6. Scope, limitations, and terminological distinction

CAMA is described as having several important assumptions and limits (Mamidanna et al., 11 Sep 2025). It depends on a “cooperative” tokenizer that gives numbers single tokens; this works for Llama, Pythia, and GPT-J in the reported setup, but not for models such as Qwen or Gemma where numbers may be split across multiple tokens. The current formulation is tailored to highly structured prompt templates whose task distribution is easy to sample. It is best suited to arithmetic tasks with clean computational boundaries, and the AF1 pattern is reported not to generalize to semantically richer tasks such as word problems or Python-program prompts. The method also assumes that averaging over the conditional prompt distribution meaningfully approximates the background computation a token would undergo in context. For prompts in which only operand values vary and the remainder of the template is fixed, this assumption is operationally tractable; for more open-ended language tasks, the paper states that direct application would require additional care.

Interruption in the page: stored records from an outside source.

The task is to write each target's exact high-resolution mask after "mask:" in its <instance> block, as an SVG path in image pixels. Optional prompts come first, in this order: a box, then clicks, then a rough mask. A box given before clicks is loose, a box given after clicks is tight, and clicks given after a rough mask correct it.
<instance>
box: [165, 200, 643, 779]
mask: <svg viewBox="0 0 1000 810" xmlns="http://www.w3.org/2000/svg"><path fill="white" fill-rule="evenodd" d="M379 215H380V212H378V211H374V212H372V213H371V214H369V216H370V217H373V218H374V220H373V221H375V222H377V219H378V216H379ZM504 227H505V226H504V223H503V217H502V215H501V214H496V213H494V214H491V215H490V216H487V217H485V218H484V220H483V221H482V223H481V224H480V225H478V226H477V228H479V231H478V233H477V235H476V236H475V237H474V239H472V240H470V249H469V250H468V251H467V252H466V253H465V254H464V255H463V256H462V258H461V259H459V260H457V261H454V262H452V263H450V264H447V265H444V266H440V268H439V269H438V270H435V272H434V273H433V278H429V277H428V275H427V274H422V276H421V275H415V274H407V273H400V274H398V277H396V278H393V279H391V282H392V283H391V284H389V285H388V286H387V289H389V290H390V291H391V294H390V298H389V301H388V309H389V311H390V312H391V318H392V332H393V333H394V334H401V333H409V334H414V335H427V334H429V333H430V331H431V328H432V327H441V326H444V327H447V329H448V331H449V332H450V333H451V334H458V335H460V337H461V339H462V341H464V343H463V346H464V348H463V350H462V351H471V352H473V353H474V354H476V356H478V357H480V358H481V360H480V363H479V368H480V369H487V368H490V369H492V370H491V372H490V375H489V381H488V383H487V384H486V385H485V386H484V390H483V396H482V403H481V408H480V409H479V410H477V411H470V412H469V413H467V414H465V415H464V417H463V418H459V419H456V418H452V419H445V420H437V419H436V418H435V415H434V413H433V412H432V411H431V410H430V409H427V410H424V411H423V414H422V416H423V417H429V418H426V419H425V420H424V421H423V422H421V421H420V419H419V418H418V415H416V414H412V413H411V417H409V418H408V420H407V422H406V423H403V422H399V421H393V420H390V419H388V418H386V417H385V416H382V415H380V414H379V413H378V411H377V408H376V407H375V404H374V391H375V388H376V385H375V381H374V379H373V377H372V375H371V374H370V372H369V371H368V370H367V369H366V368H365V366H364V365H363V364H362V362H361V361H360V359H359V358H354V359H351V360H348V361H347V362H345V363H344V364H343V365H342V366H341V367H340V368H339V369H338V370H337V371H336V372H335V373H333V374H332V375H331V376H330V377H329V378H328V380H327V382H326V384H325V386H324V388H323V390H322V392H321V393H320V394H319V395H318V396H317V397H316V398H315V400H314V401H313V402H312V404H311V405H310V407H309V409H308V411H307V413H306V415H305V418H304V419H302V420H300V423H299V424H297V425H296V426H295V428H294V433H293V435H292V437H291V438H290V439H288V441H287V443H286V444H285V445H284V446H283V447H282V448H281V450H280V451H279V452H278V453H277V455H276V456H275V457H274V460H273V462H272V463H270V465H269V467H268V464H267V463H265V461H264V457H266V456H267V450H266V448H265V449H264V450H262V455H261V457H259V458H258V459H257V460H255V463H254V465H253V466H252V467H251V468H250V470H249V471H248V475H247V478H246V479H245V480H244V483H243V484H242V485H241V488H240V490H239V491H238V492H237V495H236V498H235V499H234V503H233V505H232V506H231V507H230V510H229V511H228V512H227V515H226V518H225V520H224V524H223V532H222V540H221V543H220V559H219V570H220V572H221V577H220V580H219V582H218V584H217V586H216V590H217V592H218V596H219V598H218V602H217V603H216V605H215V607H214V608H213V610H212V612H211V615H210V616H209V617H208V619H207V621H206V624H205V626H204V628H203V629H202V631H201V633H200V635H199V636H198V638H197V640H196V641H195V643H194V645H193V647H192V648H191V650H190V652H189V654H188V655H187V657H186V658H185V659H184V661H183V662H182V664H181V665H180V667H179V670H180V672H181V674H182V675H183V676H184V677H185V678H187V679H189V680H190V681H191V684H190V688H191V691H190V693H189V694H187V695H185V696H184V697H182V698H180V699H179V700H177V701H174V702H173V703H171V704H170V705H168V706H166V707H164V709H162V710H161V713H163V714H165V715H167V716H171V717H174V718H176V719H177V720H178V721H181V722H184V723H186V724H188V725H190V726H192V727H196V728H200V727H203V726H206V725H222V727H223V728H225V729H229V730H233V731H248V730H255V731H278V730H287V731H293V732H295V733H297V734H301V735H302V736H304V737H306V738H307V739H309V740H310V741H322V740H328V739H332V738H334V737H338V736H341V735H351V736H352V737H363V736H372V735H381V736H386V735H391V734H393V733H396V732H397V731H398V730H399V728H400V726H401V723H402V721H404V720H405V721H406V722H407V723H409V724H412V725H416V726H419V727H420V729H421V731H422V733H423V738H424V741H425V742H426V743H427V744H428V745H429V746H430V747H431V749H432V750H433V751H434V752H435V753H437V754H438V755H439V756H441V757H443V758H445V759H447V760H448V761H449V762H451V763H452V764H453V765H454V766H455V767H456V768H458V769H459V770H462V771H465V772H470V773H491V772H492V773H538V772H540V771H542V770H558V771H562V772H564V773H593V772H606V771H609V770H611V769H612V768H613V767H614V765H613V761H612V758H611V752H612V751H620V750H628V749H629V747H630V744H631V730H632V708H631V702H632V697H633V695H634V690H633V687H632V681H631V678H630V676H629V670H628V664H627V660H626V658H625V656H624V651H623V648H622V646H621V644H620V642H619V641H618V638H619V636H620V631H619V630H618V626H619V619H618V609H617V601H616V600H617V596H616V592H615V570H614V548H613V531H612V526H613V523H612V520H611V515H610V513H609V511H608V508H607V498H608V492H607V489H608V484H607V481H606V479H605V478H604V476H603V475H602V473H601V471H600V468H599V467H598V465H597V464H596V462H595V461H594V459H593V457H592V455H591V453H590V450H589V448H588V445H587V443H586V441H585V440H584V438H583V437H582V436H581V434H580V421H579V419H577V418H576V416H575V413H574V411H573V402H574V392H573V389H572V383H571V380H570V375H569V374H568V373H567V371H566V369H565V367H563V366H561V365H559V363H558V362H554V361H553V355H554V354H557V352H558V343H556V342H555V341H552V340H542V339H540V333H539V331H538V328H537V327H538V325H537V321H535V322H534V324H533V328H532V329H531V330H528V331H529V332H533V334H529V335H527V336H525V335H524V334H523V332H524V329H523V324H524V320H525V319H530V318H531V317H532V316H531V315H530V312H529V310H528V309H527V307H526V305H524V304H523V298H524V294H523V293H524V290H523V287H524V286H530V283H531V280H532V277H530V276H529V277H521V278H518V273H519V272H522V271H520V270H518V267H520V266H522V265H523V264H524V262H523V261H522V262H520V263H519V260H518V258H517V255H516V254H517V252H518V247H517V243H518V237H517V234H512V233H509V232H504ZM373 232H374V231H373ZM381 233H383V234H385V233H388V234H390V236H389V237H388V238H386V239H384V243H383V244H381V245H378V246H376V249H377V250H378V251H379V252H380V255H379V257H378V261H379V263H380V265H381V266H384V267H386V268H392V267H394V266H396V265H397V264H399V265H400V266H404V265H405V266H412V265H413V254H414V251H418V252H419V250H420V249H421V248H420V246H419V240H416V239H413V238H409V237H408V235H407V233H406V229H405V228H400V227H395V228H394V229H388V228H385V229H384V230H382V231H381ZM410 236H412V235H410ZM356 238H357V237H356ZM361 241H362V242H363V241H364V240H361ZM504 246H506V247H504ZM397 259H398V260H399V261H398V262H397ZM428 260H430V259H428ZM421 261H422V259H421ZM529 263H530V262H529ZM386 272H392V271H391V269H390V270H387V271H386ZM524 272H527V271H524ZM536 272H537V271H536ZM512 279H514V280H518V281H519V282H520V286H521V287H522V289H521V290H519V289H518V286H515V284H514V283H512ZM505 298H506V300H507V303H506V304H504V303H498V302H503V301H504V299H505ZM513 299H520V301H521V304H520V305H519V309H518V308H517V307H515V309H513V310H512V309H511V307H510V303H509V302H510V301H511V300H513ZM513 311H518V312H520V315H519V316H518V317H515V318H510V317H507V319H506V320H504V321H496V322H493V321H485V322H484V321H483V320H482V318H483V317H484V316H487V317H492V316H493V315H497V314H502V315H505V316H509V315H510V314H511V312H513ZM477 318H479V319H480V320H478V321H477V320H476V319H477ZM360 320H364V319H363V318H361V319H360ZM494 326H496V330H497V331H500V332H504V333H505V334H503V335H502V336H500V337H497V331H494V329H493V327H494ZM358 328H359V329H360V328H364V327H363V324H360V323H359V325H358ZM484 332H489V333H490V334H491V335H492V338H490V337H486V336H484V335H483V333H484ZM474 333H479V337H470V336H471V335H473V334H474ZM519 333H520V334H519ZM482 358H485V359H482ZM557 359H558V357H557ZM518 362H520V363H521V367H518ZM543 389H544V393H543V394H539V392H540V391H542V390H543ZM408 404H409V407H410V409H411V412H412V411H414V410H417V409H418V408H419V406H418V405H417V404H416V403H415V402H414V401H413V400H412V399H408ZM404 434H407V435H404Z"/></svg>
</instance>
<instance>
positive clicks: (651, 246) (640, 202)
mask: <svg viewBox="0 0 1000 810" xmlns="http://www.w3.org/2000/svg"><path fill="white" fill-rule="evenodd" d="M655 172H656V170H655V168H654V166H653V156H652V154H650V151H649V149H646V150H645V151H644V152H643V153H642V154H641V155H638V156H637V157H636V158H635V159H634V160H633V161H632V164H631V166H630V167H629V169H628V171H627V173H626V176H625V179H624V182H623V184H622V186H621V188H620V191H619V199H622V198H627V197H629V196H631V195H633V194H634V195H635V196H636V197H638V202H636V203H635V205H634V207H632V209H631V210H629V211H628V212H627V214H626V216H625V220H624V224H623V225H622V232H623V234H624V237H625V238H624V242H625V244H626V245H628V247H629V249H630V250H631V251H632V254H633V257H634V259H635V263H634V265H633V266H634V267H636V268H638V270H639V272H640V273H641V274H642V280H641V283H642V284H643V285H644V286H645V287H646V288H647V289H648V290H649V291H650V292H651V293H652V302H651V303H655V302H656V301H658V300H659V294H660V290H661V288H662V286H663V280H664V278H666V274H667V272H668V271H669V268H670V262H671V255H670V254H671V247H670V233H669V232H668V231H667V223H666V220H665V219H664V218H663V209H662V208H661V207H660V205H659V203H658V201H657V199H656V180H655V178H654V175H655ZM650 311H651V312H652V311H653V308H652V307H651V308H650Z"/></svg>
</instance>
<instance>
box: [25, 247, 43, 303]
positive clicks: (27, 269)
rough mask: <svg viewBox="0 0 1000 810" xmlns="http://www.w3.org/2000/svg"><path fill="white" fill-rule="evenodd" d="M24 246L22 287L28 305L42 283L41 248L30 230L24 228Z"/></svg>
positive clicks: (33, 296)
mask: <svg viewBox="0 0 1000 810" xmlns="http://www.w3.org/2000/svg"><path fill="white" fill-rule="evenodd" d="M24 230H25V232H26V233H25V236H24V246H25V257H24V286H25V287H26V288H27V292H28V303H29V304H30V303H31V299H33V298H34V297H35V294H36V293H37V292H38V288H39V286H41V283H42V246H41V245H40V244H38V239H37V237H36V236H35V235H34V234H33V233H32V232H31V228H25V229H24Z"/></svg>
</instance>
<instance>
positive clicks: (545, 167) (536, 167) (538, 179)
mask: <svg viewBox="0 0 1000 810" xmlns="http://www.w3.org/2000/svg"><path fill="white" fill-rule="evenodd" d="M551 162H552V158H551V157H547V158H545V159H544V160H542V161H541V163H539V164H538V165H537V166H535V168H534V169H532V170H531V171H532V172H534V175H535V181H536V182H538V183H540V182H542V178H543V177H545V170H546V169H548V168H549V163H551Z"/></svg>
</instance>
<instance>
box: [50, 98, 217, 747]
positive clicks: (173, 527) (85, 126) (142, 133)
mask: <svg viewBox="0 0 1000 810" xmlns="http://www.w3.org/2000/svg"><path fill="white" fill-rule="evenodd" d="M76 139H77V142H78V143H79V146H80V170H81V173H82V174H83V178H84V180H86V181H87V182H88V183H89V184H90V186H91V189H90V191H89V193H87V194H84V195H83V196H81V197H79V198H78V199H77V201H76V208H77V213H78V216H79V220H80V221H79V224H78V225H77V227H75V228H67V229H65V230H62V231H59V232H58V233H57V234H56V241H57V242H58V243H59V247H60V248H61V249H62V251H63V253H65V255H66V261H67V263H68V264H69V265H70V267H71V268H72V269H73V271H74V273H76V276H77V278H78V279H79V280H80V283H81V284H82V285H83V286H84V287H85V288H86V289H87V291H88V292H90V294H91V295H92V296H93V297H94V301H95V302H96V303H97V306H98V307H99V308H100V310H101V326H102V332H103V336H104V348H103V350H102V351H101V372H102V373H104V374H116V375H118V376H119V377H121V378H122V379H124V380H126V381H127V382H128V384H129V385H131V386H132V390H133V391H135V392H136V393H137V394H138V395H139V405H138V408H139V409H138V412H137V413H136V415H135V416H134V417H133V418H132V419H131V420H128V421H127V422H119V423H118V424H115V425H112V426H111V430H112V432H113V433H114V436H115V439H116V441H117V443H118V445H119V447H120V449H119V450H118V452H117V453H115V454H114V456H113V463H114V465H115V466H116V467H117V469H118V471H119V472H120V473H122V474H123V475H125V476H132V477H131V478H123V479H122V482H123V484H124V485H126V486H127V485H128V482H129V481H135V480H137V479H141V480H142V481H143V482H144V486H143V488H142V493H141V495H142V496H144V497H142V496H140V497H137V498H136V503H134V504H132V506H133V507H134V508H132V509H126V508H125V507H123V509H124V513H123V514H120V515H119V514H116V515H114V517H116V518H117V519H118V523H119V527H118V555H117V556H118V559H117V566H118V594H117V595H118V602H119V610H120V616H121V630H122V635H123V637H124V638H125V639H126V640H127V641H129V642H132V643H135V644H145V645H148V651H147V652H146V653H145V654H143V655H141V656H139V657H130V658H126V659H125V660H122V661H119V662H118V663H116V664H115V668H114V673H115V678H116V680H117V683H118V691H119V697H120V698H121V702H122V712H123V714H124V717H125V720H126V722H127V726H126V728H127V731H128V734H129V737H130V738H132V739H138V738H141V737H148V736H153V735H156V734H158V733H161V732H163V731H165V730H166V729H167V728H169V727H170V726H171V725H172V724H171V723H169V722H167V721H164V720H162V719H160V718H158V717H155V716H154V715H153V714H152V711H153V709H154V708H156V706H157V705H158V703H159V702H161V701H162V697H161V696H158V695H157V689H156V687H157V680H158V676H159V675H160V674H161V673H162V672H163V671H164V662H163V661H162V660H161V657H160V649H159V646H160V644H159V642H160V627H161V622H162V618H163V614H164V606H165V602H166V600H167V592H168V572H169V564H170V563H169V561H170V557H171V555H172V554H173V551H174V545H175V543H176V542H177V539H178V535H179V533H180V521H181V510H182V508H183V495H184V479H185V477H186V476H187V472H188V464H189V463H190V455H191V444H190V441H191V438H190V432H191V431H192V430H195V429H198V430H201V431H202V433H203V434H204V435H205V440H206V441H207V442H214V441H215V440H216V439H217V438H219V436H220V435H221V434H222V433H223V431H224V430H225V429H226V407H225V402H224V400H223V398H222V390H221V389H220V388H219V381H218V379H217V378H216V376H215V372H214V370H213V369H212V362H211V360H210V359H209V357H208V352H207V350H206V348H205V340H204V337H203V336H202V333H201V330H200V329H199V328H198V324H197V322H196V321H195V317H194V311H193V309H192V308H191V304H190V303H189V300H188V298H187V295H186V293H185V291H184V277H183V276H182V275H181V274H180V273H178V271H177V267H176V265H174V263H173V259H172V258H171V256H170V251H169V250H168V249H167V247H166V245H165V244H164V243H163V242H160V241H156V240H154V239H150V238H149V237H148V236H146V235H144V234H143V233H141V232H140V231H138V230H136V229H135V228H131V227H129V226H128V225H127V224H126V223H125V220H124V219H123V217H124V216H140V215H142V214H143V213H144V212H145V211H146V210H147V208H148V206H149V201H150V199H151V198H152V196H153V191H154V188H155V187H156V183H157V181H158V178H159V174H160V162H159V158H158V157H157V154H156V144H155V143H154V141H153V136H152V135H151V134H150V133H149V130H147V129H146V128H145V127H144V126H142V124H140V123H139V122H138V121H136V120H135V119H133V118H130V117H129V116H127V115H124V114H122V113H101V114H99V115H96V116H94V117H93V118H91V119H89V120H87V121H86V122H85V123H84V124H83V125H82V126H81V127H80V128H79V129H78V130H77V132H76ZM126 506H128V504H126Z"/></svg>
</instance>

The paper suggests that CAMA may generalize to other cases in which information fusion does not start in the first layer, but leaves that possibility for future work. This suggests a broader interpretability use case: identifying computations that are delayed in depth rather than continuously accumulated from the start. At the same time, the acronym is not unique. "CAMA" is also used in "CAMA: Enhancing Multimodal In-Context Learning with Context-Aware Modulated Attention" to denote Context-Aware Modulated Attention, a training-free logit-level attention calibration method for multimodal in-context learning in large vision-LLMs (Li et al., 21 May 2025). That method is conceptually distinct from Context-Aware Mean Ablation: the former calibrates attention logits during inference, whereas the latter replaces residual-stream representations with conditional expectations to probe when input-specific cross-token information becomes necessary.